Et avec colère, aurait-il ajouté.

— Peu de gens liés à al’Thor restent longtemps inconnus.

Il s’approcha, et elle croisa les bras comme pour se protéger, et dut faire un effort pour ne pas reculer.

— Que vient faire à Ebou Dar un paysan minable ? Comment a-t-il… ?

— Ne m’importunez pas de vos questions idiotes, Shiaine.

Il n’avait jamais eu autant mal à la tête. Jamais. C’était comme si on lui avait plongé une dague entre les deux yeux. Personne ne survivait…

— Vous allez atteler immédiatement les membres de votre cercle à la recherche de Mat Cauthon. Tous sans exception.

Le Vieux Cully venait le voir le soir même, se glissant par les écuries. Elle n’avait pas besoin de savoir que d’autres se consacreraient aussi à cette traque.

— Rien d’autre ne compte pour le moment.

— Mais je croyais…

Elle se tut quand il la saisit par le cou. Une petite dague apparut dans sa main, mais il la lui arracha. Elle se débattit, mais il lui plaqua le visage sur la table, ses joues brouillant définitivement l’encre encore humide du rapport à Pedron Niall, devenu inutilisable. Il abattit la dague juste devant ses yeux et elle se figea. Par hasard, la lame perçant le papier avait embroché une fourmi par une patte. Elle se débattait aussi futilement que Shiaine.

— Vous êtes un insecte, Mili, dit-il d’une voix rauque tant sa migraine le faisait souffrir. Il est grand temps que vous le compreniez.

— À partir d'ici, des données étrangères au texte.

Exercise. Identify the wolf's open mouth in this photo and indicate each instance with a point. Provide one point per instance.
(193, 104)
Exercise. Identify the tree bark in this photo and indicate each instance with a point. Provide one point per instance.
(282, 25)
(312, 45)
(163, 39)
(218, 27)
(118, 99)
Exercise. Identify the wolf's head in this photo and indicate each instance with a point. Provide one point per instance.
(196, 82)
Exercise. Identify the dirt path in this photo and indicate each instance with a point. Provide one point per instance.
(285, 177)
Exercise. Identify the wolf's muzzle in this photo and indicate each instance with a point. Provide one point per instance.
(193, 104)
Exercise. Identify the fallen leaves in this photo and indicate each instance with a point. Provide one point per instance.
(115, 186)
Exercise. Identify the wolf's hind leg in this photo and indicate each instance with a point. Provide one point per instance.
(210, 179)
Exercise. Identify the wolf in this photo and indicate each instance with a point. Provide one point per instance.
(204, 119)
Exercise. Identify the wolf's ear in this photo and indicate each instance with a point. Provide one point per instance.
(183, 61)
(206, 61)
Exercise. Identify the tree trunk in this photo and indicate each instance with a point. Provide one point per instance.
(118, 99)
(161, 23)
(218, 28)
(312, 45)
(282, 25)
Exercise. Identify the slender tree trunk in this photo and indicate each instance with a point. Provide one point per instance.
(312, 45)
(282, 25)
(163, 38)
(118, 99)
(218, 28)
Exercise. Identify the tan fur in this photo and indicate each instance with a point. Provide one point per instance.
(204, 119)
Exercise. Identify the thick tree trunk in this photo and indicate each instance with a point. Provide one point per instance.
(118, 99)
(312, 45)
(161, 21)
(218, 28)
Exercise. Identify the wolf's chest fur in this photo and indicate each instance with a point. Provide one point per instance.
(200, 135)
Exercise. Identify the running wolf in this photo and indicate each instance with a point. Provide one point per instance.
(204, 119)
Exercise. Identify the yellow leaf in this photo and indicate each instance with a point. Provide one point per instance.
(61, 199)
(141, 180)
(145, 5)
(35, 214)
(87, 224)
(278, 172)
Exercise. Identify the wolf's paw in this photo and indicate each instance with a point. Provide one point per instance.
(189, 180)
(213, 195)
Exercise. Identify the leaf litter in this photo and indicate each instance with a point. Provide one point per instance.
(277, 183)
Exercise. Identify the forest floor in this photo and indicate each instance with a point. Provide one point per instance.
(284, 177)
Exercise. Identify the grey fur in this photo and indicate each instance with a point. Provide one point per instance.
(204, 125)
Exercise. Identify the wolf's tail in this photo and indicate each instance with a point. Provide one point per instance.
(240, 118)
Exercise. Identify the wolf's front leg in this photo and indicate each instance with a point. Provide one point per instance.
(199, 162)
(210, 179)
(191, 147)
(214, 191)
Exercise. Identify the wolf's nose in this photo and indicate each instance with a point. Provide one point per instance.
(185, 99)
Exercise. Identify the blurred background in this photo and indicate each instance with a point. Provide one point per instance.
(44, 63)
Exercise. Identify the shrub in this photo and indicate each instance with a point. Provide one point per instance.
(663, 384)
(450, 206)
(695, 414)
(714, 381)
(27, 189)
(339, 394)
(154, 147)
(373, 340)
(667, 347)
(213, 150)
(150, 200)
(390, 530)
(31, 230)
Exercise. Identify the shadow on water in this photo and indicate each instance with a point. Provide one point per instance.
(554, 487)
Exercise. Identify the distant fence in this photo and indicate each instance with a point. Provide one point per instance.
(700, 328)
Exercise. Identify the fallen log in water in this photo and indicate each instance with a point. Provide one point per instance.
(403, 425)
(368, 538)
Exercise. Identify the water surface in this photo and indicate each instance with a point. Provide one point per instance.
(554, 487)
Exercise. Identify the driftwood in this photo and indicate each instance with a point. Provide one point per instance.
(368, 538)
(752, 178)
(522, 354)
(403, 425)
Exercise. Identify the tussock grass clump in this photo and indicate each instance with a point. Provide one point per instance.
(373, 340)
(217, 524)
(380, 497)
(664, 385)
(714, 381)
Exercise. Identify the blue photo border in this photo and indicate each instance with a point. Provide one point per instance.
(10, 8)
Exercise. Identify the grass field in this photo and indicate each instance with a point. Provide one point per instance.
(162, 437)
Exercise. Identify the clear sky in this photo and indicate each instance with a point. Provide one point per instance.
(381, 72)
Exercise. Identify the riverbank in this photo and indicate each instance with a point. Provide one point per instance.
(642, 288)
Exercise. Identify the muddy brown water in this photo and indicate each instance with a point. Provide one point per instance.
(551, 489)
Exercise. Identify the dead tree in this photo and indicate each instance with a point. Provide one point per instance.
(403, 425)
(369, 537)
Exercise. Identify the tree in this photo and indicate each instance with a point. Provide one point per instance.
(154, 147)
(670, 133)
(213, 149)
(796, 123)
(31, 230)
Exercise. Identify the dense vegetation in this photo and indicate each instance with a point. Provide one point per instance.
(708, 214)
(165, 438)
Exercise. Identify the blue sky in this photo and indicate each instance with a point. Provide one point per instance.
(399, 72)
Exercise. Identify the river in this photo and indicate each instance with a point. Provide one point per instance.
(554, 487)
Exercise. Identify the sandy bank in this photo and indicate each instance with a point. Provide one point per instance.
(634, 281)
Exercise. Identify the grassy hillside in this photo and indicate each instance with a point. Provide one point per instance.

Tout insecte est très semblable à un autre, et si l’un ne donne pas satisfaction…

Elle suivit sa main des yeux, et quand il écrasa la fourmi du pouce, elle flancha.

— Je vis pour servir et obéir, Maître, fit-elle en un souffle.

Elle l’avait affirmé au Vieux Cully chaque fois qu’elle les avait vus ensemble, mais jamais à lui seul.

— Et voici comment vous allez obéir… Personne ne survivait à la désobéissance. Personne.